En arrêtant dans des conditions plus ou moins obscures l’écrivain Boualem Sansal (un enlèvement le faisant disparaitre avant d’avouer l’arrestation), après avoir interdit en Algérie le dernier livre de Kamel Daoud et mené campagne contre lui, le pouvoir algérien fait, à coup de condamnations et opérations policières, ses petits calculs.
Il fait de la surenchère dans les polémiques avec la France qui, pour ses intérêts économiques, a choisi de soutenir le Maroc contre l’Algérie sur la question du Sahara occidental, et où l’attribution du prix Goncourt à Kamel Daoud et tous les éloges de médias liés au pouvoir français comme à l’extrême droite ont quelques motivations politiques, bien éloignées des questions littéraires. En même temps, le pouvoir algérien essaye de se donner le beau rôle vis-à-vis de l’opinion publique algérienne, en s’en prenant à deux auteurs aux opinions politiques profondément réactionnaires et en grattant la corde nationaliste, pointant les penchants qu’ils affichent pour la France impérialiste.
Ainsi l’arrestation de Sansal, décrété ennemi de l’Algérie, permet à Tebboune de justifier les multiples arrestations d’opposants au régime, présentés eux aussi comme ennemis de l’Algérie. Les communiqués de l’agence de presse algérienne, repris dans divers journaux algériens, s’empressent de dénoncer « l’agitation d’une partie de la classe politique » française qui serait « une preuve supplémentaire de l’existence d’un courant haineux contre l’Algérie » et la preuve que ce « lobby ne rate pas une occasion pour remettre en cause la souveraineté algérienne ». Le journal algérien El Watan souligne les prises de position de Sansal en faveur du Maroc sur l’annexion du Sahara occidental (dans le journal d’extrême droite Frontières) et les protestations d’Éric Zemmour à l’arrestation de l’écrivain.
CQFD, dit en quelque sorte Tebboune : vous voyez bien que tous ces opposants qu’on arrête, anciens militants du Hirak, blogueurs irrespectueux du régime et autre mal-pensants, sont tous des ennemis du peuple algérien. Sans parler de tous ces jeunes qui expriment dans les stades, à l’occasion des matchs de foot, leur malaise de vivre dans la misère et le chômage, et leur colère contre les privilégiés du régime.

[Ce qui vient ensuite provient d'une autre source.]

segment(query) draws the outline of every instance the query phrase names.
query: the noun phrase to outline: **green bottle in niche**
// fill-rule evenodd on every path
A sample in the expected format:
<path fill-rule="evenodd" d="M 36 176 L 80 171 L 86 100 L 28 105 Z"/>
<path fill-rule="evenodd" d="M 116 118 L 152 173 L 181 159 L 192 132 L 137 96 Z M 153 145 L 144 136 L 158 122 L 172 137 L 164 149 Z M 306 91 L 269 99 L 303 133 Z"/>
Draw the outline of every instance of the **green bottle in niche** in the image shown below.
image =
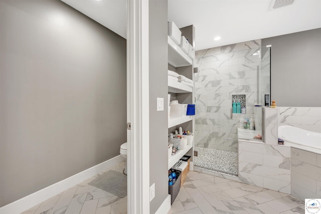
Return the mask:
<path fill-rule="evenodd" d="M 241 114 L 241 103 L 240 101 L 238 101 L 236 103 L 236 113 L 237 114 Z"/>

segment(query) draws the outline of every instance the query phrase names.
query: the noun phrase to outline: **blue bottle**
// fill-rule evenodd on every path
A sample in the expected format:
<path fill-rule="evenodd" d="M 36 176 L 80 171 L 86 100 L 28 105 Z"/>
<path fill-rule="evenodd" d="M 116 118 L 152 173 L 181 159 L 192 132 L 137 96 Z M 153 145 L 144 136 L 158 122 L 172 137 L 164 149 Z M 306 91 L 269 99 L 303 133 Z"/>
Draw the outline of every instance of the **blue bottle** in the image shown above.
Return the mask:
<path fill-rule="evenodd" d="M 240 102 L 236 103 L 236 113 L 241 114 L 241 103 Z"/>
<path fill-rule="evenodd" d="M 171 175 L 172 176 L 172 177 L 173 178 L 173 182 L 174 183 L 175 183 L 175 182 L 176 182 L 176 173 L 175 172 L 175 170 L 174 170 L 173 169 L 172 169 L 172 172 L 171 172 Z"/>
<path fill-rule="evenodd" d="M 233 102 L 232 104 L 232 111 L 233 113 L 236 113 L 236 103 L 235 102 Z"/>
<path fill-rule="evenodd" d="M 174 183 L 172 181 L 172 178 L 170 178 L 170 180 L 169 180 L 169 186 L 171 186 L 173 184 L 174 184 Z"/>

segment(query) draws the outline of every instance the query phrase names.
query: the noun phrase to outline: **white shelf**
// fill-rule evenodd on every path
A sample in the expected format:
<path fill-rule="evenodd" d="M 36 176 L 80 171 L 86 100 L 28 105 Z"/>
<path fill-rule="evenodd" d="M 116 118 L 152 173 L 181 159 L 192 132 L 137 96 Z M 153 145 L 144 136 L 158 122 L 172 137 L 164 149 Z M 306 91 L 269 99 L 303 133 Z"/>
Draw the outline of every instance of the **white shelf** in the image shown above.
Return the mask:
<path fill-rule="evenodd" d="M 193 91 L 193 88 L 175 81 L 171 78 L 169 78 L 169 92 L 175 93 L 190 93 Z"/>
<path fill-rule="evenodd" d="M 193 144 L 191 145 L 188 145 L 187 147 L 185 148 L 185 149 L 180 150 L 179 152 L 178 152 L 176 155 L 172 155 L 170 159 L 169 159 L 169 169 L 170 169 L 174 165 L 175 163 L 179 160 L 180 159 L 182 158 L 182 157 L 184 156 L 186 153 L 189 151 L 190 149 L 193 147 Z"/>
<path fill-rule="evenodd" d="M 169 64 L 177 68 L 192 65 L 193 60 L 181 47 L 168 36 L 169 44 Z"/>
<path fill-rule="evenodd" d="M 169 118 L 169 128 L 192 120 L 193 120 L 193 116 L 192 115 L 186 115 L 184 117 L 171 117 Z"/>

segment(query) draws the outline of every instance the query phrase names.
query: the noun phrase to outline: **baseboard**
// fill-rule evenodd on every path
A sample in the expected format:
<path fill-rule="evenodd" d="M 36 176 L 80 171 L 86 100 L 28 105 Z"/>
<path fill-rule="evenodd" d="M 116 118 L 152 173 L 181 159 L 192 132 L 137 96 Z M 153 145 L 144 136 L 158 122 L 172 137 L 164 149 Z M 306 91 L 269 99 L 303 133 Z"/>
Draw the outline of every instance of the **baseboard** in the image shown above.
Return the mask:
<path fill-rule="evenodd" d="M 162 203 L 155 214 L 167 213 L 170 209 L 171 209 L 171 195 L 169 194 Z"/>
<path fill-rule="evenodd" d="M 19 213 L 124 160 L 120 155 L 0 207 L 0 214 Z"/>

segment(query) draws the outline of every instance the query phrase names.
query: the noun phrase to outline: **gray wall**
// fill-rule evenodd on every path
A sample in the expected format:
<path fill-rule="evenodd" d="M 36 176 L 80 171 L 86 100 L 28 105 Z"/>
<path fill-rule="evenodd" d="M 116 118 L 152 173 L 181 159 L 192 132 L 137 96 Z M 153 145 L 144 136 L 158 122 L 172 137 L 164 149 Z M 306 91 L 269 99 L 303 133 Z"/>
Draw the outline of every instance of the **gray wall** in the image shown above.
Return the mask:
<path fill-rule="evenodd" d="M 168 195 L 167 108 L 156 111 L 156 98 L 167 103 L 167 0 L 149 0 L 149 182 L 155 183 L 155 196 L 150 201 L 154 213 Z"/>
<path fill-rule="evenodd" d="M 321 106 L 321 28 L 262 40 L 271 48 L 271 98 L 278 106 Z"/>
<path fill-rule="evenodd" d="M 125 40 L 59 0 L 0 0 L 0 29 L 2 206 L 119 154 L 126 71 Z"/>

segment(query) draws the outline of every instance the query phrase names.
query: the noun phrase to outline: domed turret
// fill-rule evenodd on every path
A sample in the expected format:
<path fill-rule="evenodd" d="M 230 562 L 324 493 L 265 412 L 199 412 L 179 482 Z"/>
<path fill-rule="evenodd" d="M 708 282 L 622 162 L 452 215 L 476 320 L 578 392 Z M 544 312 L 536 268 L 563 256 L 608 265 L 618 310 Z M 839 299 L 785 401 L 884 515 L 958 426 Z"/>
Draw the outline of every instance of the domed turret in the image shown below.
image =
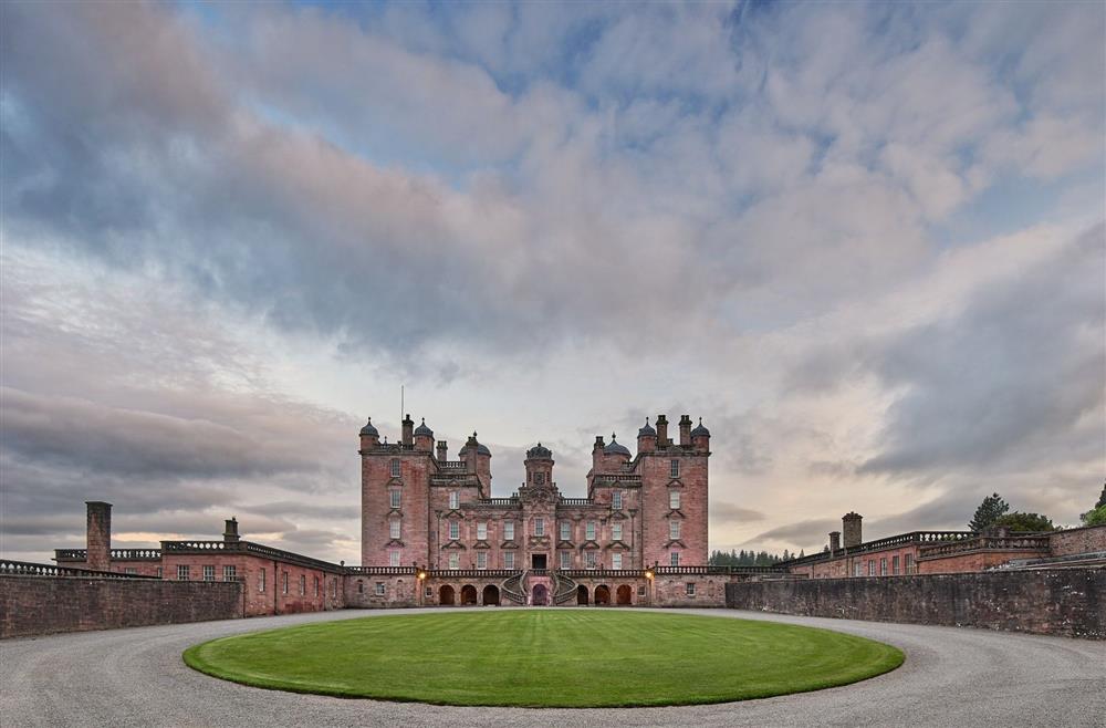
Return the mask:
<path fill-rule="evenodd" d="M 619 445 L 615 439 L 615 434 L 611 433 L 611 444 L 603 448 L 605 455 L 622 455 L 625 457 L 630 457 L 629 448 L 625 445 Z"/>

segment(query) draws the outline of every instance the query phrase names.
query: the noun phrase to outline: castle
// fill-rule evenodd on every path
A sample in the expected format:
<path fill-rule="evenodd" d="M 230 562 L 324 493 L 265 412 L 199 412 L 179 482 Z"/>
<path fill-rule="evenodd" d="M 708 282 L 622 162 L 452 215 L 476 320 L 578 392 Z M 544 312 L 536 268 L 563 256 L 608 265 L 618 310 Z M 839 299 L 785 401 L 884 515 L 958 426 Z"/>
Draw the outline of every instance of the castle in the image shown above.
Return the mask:
<path fill-rule="evenodd" d="M 586 498 L 561 495 L 541 443 L 526 450 L 525 482 L 494 498 L 491 451 L 476 433 L 450 460 L 426 420 L 415 427 L 407 415 L 401 427 L 393 444 L 372 419 L 361 430 L 364 566 L 523 572 L 526 603 L 546 604 L 557 574 L 707 564 L 710 431 L 701 420 L 692 428 L 680 417 L 678 443 L 665 415 L 656 428 L 646 420 L 636 456 L 614 435 L 597 436 Z M 501 586 L 518 594 L 522 584 Z"/>

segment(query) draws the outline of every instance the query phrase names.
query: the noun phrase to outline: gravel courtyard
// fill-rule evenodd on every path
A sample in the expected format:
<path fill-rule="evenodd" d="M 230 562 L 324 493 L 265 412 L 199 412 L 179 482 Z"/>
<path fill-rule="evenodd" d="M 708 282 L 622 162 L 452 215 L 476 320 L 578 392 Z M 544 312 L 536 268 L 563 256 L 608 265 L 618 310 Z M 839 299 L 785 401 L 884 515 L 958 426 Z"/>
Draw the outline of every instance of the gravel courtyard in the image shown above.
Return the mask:
<path fill-rule="evenodd" d="M 217 636 L 397 610 L 87 632 L 0 643 L 0 724 L 13 726 L 1103 726 L 1106 643 L 731 610 L 719 618 L 828 627 L 902 648 L 897 670 L 841 688 L 679 708 L 531 710 L 346 700 L 250 688 L 189 669 Z M 399 646 L 401 648 L 401 646 Z M 741 655 L 734 655 L 741 659 Z M 602 679 L 602 676 L 596 676 Z"/>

Ce n’est pas pour des raisons beaucoup plus reluisantes que, de l’autre côté de la Méditerranée, nos bien-pensants du monde politique hexagonal y sont allés de leur indignation démocratique, les Marine Le Pen, Zemmour, Ciotti, Wauquiez, Macron et autres, qui s’empressent de parer Daoud ou Sansal de « lucidité » et de « valeurs républicaines et démocratiques ». Eux qui trouvent normal que leur république tricolore matraque et emprisonne en Nouvelle-Calédonie ou en Martinique. Lucidité, c’est un peu vite dit pour un Kamel Daoud qui dénonce au nom de la laïcité un « Mélenchon auto hamassisé » et lui préfère l’euro-députée RN Malika Sorel-Sutter qui « ose dire » qu’une immigration soumise à la religion est « un risque majeur pour tous », explique-t-il. Certificat de démocratisme là aussi, pour un Boualem Sansal qui voit pourtant dans l’Israël de Netanyahou une « grande et belle démocratie », même s’il écrit qu’il craint qu’elle sombre avec la guerre.
Liberté d’expression à défendre, en Algérie comme en France. Mais idées réactionnaires à combattre.